Forged from the industrial heartlands of Birmingham’s historic Gun Quarter, Cliveland Street delivers 52 crafted apartments that reflect the distinctive character of their surroundings.

Forged from the industrial heartlands of Birmingham’s historic Gun Quarter, Cliveland Street delivers 52 crafted apartments that reflect the distinctive character of their surroundings. The development stands on the former site of an ammunition factory — a reminder of the area’s manufacturing legacy that helped shape Birmingham’s industrial identity. Replacing the demolished factory building, the new apartment scheme has been carefully designed to acknowledge this heritage while introducing contemporary canal-side living. Its materiality and structural form respond to the robust industrial context, creating homes that feel rooted in place rather than imposed upon it.
The site presented tough constraints. It is a brownfield plot with a history of industrial use as a former ammunition factory, requiring careful consideration of ground conditions.

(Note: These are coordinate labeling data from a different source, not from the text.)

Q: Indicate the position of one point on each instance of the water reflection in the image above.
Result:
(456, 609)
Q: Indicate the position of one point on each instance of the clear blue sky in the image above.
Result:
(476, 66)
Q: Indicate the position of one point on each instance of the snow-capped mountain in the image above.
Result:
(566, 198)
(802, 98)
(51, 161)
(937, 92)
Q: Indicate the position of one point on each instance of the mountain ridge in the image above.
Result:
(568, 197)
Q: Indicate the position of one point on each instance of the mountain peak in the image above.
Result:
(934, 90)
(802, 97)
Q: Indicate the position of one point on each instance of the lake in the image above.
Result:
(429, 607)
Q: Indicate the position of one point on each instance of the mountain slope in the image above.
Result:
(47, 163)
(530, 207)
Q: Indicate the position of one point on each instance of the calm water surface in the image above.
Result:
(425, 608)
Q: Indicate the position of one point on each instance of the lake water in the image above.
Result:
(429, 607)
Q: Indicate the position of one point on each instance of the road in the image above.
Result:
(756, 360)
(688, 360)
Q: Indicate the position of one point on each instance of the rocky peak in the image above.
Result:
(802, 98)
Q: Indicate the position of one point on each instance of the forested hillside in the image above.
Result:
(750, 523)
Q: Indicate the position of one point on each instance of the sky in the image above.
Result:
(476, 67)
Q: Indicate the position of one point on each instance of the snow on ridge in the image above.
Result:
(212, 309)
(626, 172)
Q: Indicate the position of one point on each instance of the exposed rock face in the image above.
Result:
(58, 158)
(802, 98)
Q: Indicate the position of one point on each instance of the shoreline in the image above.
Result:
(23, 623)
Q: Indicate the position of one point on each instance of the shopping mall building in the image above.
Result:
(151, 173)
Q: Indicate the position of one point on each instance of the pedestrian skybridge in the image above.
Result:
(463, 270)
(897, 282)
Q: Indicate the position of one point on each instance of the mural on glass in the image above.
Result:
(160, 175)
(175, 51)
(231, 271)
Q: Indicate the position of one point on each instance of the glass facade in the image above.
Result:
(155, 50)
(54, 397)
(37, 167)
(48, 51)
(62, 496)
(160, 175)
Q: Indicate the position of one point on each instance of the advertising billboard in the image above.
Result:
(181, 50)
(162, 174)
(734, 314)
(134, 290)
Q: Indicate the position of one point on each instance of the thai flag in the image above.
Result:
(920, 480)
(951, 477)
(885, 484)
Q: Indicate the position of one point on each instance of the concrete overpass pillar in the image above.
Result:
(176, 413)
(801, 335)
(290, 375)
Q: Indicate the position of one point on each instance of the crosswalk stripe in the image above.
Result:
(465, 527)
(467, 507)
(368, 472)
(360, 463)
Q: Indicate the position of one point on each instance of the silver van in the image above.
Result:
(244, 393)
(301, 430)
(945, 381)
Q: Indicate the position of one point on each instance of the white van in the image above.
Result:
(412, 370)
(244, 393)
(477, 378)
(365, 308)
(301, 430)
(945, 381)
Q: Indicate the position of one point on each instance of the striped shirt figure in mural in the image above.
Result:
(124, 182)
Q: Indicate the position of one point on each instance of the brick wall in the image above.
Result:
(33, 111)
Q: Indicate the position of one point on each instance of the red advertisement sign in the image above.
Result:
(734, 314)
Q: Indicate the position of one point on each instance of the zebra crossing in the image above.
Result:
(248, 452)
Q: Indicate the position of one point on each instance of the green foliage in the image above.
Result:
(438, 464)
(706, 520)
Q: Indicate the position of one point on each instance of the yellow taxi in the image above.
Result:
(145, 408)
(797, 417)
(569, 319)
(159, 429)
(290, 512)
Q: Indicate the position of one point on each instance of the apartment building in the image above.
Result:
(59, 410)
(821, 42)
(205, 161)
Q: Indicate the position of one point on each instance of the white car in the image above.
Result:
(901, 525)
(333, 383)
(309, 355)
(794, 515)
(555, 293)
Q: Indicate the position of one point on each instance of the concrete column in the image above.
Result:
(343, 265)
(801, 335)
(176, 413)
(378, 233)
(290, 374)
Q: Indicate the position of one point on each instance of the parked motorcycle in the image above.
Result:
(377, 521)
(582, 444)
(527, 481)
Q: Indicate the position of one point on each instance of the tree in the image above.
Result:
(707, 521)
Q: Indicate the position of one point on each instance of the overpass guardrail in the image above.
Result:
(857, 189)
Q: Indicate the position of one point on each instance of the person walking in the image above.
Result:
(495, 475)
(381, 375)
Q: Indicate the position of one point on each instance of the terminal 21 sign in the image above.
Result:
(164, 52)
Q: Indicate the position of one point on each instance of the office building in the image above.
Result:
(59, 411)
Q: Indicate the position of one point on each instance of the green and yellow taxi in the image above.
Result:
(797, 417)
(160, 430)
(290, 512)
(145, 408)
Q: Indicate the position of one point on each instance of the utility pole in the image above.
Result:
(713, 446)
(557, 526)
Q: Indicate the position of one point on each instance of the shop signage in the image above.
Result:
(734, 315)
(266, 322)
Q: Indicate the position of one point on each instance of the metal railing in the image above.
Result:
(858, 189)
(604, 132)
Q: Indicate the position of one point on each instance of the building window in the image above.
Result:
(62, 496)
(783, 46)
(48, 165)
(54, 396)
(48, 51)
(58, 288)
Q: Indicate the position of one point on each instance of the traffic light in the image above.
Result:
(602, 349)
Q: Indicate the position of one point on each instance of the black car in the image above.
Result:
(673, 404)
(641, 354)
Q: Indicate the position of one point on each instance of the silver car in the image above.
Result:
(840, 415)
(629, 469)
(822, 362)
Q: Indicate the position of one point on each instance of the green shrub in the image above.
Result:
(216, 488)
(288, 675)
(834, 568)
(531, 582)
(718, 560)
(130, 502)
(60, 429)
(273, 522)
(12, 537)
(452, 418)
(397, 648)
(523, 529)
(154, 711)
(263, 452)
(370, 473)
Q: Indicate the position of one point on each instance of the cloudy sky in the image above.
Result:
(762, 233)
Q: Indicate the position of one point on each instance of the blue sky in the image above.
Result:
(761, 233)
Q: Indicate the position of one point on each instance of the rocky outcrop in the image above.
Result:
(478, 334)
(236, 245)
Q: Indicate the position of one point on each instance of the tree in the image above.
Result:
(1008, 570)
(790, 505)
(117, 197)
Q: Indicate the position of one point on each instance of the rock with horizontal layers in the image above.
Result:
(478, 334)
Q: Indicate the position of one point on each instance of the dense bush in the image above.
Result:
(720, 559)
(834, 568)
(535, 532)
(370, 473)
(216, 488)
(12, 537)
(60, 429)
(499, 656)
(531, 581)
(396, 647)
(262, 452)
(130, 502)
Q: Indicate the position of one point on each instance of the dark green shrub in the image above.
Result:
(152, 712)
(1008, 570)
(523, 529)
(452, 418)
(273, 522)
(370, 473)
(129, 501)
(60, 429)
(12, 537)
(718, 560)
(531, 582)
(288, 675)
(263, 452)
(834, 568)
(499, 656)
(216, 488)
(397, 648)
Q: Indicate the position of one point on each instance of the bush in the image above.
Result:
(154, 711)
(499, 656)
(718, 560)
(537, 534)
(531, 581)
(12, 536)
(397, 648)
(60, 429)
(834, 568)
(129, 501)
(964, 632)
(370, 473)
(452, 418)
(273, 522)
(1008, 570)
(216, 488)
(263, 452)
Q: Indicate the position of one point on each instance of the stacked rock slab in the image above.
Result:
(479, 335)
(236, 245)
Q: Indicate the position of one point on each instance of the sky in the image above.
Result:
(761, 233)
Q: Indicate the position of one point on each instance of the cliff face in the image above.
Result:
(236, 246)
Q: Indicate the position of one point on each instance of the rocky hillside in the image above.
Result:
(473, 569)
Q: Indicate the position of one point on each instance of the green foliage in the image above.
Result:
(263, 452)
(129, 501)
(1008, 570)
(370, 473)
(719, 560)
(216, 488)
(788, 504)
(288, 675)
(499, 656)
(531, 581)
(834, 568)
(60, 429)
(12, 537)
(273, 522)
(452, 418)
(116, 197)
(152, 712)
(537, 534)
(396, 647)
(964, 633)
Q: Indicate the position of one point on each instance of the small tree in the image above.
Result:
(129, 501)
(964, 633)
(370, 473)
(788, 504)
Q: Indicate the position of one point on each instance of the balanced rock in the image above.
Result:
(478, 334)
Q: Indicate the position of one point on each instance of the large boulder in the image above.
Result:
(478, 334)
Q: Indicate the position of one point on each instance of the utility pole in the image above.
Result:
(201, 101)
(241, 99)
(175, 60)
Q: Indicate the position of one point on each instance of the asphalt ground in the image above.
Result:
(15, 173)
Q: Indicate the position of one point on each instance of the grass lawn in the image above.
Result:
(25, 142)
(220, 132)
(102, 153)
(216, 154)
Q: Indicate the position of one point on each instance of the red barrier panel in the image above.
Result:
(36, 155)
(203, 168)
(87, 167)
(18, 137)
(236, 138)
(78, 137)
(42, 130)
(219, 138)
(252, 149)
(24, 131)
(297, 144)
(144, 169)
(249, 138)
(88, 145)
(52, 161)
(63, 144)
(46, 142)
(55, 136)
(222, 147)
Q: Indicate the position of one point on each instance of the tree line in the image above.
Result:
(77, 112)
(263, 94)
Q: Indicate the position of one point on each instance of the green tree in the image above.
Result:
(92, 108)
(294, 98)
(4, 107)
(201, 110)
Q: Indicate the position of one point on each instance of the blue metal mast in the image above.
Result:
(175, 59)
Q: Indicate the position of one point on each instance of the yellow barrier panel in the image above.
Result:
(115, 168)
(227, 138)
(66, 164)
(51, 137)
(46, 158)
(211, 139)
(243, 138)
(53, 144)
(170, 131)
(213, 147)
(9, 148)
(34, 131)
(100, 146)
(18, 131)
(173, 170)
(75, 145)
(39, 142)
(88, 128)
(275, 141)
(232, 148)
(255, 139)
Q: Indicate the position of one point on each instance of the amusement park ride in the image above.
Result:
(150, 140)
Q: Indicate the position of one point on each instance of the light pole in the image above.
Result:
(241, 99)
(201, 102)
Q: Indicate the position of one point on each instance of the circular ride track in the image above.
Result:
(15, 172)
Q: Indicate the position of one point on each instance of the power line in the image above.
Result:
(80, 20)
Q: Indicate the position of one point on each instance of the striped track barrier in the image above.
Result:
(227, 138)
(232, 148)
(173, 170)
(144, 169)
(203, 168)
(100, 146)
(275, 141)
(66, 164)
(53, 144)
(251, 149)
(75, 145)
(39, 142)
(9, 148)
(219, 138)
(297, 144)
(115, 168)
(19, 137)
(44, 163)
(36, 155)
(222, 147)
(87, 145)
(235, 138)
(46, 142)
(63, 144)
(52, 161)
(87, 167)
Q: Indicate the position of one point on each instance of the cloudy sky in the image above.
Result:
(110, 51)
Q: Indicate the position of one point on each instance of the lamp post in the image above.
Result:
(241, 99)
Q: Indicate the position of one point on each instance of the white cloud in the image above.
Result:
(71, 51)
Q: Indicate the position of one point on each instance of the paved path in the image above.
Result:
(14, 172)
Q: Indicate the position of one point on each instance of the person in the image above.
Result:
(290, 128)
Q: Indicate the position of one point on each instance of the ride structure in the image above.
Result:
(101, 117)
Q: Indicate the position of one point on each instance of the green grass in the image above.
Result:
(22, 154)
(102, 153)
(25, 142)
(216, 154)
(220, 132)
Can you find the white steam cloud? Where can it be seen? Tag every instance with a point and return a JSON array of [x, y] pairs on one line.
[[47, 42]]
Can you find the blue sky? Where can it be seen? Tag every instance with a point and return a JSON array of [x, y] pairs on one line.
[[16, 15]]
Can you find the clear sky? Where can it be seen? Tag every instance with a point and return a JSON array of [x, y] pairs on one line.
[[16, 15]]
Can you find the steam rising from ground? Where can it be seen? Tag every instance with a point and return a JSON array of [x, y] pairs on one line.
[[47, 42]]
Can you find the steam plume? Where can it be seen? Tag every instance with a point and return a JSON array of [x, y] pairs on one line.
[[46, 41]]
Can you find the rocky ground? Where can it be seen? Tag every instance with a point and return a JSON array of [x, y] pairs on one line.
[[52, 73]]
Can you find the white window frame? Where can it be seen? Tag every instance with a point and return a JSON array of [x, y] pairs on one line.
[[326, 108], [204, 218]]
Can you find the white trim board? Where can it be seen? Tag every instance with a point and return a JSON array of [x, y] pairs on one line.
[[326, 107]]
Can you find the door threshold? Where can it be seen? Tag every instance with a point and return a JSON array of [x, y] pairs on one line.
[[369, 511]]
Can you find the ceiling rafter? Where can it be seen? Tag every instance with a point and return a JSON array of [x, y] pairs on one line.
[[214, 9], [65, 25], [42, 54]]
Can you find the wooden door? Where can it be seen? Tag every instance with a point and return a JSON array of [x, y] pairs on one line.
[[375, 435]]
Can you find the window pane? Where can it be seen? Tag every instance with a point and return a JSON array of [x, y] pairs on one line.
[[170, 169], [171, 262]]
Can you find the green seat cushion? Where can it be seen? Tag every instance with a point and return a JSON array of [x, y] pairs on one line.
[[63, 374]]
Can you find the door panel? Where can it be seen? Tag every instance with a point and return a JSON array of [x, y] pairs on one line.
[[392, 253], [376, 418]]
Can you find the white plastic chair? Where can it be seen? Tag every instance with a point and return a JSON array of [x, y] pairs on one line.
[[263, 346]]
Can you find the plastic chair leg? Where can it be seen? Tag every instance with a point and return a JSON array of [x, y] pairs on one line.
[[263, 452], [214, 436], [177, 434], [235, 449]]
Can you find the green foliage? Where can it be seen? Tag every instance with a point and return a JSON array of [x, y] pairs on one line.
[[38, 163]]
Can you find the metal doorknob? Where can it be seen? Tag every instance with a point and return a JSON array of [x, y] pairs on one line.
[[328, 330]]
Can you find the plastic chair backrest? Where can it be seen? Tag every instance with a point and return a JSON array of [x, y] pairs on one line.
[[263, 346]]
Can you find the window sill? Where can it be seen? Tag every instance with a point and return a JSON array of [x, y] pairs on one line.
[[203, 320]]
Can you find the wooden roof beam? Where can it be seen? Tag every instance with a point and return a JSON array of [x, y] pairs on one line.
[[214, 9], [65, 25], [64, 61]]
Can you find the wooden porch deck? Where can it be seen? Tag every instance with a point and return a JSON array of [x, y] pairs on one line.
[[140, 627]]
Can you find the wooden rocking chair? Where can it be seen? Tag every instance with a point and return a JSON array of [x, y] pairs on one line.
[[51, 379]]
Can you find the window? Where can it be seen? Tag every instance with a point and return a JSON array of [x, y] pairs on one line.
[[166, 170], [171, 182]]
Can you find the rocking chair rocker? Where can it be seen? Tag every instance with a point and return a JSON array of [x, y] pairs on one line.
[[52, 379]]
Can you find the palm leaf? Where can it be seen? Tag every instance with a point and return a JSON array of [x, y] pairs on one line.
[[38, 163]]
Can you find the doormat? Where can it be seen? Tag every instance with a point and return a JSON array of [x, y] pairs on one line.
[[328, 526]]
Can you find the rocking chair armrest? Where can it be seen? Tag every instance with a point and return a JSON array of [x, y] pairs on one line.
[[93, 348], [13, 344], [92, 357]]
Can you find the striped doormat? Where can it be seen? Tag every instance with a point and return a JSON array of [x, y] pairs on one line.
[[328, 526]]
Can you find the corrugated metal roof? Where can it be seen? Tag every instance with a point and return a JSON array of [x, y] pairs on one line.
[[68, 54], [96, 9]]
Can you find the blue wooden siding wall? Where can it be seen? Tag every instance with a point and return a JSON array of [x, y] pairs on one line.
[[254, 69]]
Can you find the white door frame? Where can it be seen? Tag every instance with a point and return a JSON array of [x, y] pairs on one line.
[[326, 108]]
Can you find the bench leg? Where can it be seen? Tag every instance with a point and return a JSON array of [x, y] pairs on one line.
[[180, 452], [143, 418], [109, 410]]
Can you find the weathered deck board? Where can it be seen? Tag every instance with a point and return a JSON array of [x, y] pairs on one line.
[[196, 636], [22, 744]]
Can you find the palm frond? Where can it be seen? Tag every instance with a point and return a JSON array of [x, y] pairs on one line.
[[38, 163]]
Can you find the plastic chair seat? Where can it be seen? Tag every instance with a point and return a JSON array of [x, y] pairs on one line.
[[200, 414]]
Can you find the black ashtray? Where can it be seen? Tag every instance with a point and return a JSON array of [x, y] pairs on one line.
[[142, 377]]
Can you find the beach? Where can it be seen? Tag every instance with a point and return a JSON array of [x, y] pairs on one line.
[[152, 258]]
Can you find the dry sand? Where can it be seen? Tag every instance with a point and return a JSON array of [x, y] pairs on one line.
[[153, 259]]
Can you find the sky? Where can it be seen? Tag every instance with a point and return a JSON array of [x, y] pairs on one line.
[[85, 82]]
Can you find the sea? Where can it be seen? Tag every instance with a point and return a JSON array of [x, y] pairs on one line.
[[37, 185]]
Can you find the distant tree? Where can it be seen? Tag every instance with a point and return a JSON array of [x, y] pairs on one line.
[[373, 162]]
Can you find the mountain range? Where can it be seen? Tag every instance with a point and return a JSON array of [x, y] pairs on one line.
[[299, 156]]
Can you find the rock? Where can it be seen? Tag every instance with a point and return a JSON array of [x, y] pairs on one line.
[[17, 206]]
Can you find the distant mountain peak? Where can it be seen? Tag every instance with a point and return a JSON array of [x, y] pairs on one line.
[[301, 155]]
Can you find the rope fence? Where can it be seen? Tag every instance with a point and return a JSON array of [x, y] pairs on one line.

Its canal-side location introduced further complexity. The building sits immediately adjacent to the waterway, with the ground floor level positioned lower than the canal water level. This created a heightened risk in relation to groundwater and lateral water pressure, requiring a robust structural and retaining strategy to protect both the new building and the stability of the canal edge.
A piled foundation solution was developed to address the brownfield ground conditions and provide long-term structural stability. Given the building’s relationship with the canal, detailed engineering design was undertaken to manage ground retention and resist lateral pressures from the adjacent towpath. A steel transfer structure was introduced at lower levels to efficiently support the light gauge steel frame (LGSF) superstructure above, enabling architectural flexibility while maintaining structural robustness.
Through considered engineering and coordinated design, Farrow Walsh enabled the successful transformation of a constrained industrial site into a distinctive canal-side residential development.